Parth Ingle, of East Coventry, Chester County, was convicted in October of cyber-stalking his father, but was sentenced only to probation and community service. Prosecutors want to put him away for life on the murder charge.

Civo and Delaware County District Attorney G. Michael Green declined to elaborate in detail on the affidavit, which describes Parth Ingle's statements as evasive and inconsistent but includes little physical evidence tying him to the murder scene. Civo said Parth Ingle allegedly killed his father for money and because he was angry about the affair.

"Just because he has a little bit of debt, like half of America, he killed him?" asked Parth Ingle's attorney, John E. Kusturiss Jr. "Parth did everything to keep the family together. He didn't do anything to hurt his father."

Arunkumar Ingle's former mistress testified at Parth Ingle's trial this year that she was planning to move to India with Arunkumar after he faked his own death.

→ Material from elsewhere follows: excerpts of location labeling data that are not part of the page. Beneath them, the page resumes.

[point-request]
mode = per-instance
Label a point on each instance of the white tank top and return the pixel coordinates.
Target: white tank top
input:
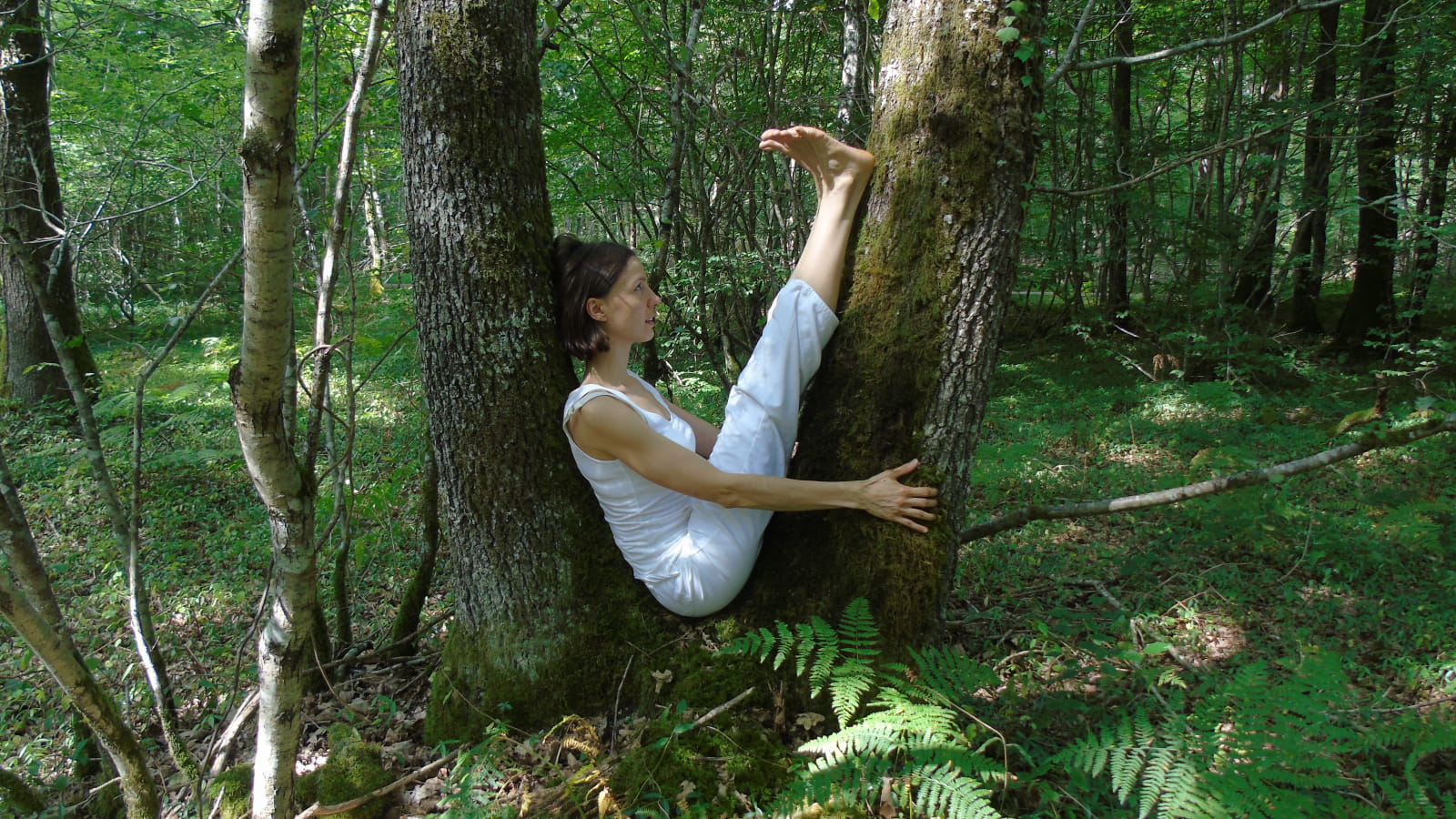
(645, 518)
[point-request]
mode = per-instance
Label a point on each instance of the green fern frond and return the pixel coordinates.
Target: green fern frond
(785, 646)
(822, 643)
(858, 632)
(899, 723)
(945, 790)
(953, 675)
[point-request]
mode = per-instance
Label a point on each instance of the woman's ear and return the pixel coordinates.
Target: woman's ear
(597, 309)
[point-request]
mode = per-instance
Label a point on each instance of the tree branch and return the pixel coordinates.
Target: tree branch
(1198, 44)
(1249, 479)
(331, 809)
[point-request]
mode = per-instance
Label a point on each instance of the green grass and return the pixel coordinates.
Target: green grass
(1081, 618)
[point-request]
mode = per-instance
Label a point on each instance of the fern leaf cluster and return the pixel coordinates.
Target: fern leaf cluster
(907, 724)
(1259, 746)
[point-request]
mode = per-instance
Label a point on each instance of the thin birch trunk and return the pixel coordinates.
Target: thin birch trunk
(43, 630)
(259, 383)
(1308, 248)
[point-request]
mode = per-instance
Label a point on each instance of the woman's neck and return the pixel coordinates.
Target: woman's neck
(611, 368)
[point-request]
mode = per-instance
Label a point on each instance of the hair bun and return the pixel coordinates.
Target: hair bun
(561, 251)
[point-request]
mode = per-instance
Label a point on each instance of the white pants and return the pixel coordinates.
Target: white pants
(713, 557)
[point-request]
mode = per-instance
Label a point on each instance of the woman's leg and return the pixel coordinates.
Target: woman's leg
(841, 174)
(762, 416)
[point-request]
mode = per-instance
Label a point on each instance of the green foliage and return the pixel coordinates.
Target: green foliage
(1263, 743)
(354, 768)
(473, 778)
(910, 724)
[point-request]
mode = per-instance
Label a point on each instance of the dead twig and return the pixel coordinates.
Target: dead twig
(332, 809)
(1238, 481)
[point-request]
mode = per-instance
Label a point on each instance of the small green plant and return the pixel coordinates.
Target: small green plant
(906, 731)
(1257, 745)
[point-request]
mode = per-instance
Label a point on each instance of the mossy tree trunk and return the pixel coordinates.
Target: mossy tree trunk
(907, 373)
(543, 605)
(33, 219)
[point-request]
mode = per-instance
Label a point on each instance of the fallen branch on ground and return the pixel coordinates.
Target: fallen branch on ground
(331, 809)
(1238, 481)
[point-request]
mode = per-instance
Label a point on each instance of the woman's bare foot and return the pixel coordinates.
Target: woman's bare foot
(834, 165)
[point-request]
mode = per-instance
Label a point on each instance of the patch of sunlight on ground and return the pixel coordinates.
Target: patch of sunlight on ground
(1174, 405)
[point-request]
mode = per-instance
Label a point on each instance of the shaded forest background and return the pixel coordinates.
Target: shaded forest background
(1237, 252)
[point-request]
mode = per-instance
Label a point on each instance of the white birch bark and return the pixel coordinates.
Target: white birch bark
(47, 637)
(259, 390)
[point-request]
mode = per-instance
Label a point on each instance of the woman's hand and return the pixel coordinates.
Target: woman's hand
(885, 497)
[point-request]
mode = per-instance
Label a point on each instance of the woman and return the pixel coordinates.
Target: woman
(688, 503)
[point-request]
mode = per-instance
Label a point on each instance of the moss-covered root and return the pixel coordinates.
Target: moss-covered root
(232, 792)
(18, 794)
(353, 770)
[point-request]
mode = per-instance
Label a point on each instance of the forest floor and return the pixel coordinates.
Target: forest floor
(1331, 595)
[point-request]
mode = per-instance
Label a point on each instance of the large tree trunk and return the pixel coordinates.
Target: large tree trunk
(907, 373)
(1431, 208)
(31, 215)
(1372, 302)
(1264, 175)
(1120, 101)
(543, 602)
(1308, 248)
(288, 639)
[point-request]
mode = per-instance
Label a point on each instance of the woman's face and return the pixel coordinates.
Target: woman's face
(628, 312)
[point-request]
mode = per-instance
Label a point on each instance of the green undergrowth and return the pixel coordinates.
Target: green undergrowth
(204, 540)
(1320, 606)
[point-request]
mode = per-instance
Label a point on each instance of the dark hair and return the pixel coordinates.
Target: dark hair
(584, 270)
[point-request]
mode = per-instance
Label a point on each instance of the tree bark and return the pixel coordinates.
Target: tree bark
(33, 216)
(1431, 210)
(1264, 174)
(1308, 248)
(28, 605)
(1372, 302)
(261, 409)
(545, 606)
(909, 370)
(1120, 101)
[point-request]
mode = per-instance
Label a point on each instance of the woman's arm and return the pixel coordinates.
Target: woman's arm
(618, 430)
(705, 433)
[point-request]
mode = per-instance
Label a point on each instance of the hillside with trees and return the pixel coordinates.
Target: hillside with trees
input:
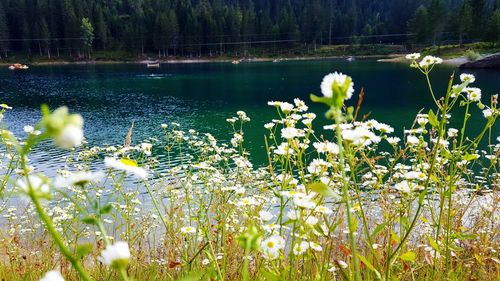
(215, 27)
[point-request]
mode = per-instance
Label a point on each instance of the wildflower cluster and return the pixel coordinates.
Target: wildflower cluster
(353, 200)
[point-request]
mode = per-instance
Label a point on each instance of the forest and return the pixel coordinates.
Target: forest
(197, 27)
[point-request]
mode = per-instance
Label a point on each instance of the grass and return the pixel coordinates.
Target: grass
(341, 206)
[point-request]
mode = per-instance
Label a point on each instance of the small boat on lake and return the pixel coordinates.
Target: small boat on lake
(153, 64)
(18, 66)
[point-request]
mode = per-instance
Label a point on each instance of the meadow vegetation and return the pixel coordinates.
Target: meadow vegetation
(350, 201)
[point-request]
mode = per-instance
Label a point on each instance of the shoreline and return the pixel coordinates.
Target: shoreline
(205, 60)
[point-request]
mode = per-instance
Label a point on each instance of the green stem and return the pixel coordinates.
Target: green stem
(58, 239)
(346, 198)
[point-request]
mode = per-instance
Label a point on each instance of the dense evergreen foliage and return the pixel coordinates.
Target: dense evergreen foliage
(194, 27)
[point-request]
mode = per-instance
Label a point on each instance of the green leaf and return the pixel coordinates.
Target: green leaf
(270, 276)
(83, 249)
(408, 256)
(470, 157)
(106, 209)
(192, 276)
(322, 189)
(89, 219)
(433, 119)
(433, 243)
(379, 228)
(324, 100)
(370, 266)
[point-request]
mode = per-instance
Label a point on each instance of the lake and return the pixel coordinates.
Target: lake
(201, 96)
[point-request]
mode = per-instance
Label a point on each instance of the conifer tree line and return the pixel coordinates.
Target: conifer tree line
(197, 27)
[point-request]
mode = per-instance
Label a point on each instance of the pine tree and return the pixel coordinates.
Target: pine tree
(419, 25)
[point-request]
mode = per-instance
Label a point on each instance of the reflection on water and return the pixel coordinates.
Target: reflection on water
(202, 96)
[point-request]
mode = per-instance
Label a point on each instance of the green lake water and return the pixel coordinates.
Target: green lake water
(202, 96)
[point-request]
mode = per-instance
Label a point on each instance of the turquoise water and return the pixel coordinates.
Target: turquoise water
(202, 96)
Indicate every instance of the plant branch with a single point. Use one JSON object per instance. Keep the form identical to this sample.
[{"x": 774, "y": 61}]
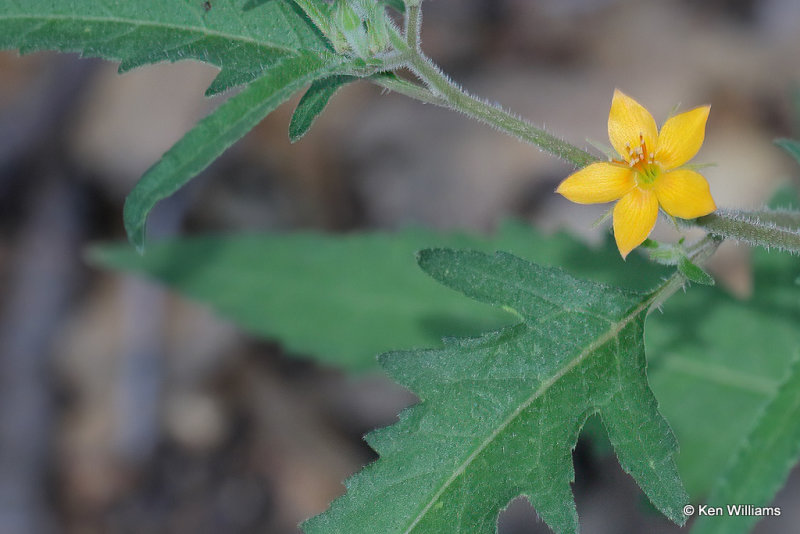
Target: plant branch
[
  {"x": 756, "y": 228},
  {"x": 699, "y": 253},
  {"x": 413, "y": 24},
  {"x": 407, "y": 88},
  {"x": 459, "y": 100}
]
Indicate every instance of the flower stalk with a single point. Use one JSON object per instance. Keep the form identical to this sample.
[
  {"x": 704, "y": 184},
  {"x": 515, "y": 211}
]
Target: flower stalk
[
  {"x": 769, "y": 228},
  {"x": 754, "y": 228}
]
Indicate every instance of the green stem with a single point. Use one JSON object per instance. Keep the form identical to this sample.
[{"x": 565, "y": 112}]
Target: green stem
[
  {"x": 755, "y": 228},
  {"x": 457, "y": 99},
  {"x": 699, "y": 253},
  {"x": 413, "y": 23},
  {"x": 407, "y": 88}
]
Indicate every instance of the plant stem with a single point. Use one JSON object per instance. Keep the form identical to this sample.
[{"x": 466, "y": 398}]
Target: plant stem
[
  {"x": 413, "y": 23},
  {"x": 755, "y": 228},
  {"x": 407, "y": 88},
  {"x": 457, "y": 99},
  {"x": 699, "y": 253}
]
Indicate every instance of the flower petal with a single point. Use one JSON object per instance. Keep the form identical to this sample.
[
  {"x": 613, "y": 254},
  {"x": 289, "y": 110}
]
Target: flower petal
[
  {"x": 684, "y": 193},
  {"x": 599, "y": 182},
  {"x": 681, "y": 137},
  {"x": 626, "y": 122},
  {"x": 634, "y": 217}
]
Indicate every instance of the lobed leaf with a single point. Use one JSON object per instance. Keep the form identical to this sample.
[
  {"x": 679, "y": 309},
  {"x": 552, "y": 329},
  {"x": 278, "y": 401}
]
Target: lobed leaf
[
  {"x": 243, "y": 42},
  {"x": 214, "y": 134},
  {"x": 338, "y": 284},
  {"x": 500, "y": 414}
]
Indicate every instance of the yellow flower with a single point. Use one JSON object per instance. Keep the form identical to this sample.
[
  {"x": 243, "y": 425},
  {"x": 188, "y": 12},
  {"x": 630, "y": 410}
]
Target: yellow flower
[{"x": 648, "y": 173}]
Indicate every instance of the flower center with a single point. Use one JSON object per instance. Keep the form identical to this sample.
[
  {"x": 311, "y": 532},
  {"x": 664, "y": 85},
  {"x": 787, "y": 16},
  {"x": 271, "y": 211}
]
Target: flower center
[{"x": 643, "y": 162}]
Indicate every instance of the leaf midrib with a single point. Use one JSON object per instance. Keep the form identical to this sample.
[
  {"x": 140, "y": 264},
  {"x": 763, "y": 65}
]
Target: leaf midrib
[
  {"x": 610, "y": 334},
  {"x": 204, "y": 31}
]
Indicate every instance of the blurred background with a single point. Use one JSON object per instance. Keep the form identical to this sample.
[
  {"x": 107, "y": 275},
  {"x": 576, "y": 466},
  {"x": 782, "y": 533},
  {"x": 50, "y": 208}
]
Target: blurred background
[{"x": 124, "y": 408}]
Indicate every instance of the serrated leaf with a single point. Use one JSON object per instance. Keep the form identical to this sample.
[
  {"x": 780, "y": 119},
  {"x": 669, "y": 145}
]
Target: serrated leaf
[
  {"x": 500, "y": 414},
  {"x": 338, "y": 284},
  {"x": 313, "y": 102},
  {"x": 243, "y": 44},
  {"x": 215, "y": 133},
  {"x": 717, "y": 360},
  {"x": 762, "y": 463},
  {"x": 694, "y": 273}
]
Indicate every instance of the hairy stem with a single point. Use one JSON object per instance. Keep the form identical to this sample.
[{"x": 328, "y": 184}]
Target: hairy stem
[
  {"x": 699, "y": 253},
  {"x": 407, "y": 88},
  {"x": 457, "y": 99},
  {"x": 755, "y": 228}
]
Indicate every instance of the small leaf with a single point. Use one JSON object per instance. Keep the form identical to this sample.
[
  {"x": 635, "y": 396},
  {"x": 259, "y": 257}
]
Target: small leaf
[
  {"x": 761, "y": 465},
  {"x": 791, "y": 146},
  {"x": 214, "y": 134},
  {"x": 313, "y": 102},
  {"x": 694, "y": 273},
  {"x": 500, "y": 414}
]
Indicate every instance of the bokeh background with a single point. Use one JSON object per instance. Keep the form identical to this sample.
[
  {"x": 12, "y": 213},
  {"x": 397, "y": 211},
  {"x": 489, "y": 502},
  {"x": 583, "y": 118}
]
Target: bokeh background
[{"x": 125, "y": 408}]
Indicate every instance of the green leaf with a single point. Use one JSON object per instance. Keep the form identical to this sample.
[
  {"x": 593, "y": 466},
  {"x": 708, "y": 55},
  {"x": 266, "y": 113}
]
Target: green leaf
[
  {"x": 761, "y": 464},
  {"x": 215, "y": 133},
  {"x": 694, "y": 273},
  {"x": 313, "y": 102},
  {"x": 715, "y": 361},
  {"x": 338, "y": 284},
  {"x": 138, "y": 32},
  {"x": 791, "y": 146},
  {"x": 500, "y": 414}
]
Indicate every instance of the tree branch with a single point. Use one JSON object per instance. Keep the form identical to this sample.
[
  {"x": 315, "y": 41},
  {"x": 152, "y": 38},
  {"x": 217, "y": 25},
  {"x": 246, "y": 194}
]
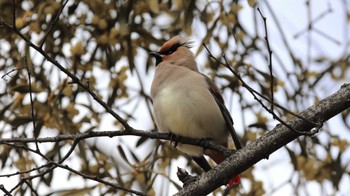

She said she didn't know he was married until Parth Ingle came to her Philadelphia house in 2007 to confront his father.

Ingle's body was found by his wife, Bhavnaben, who came running out of the house screaming to her daughter about "blood," "dad," and "everywhere," according to the criminal complaint.

When she spoke to police hours later, she held an icepack because her hands hurt from clutching them so hard in response to the discovery.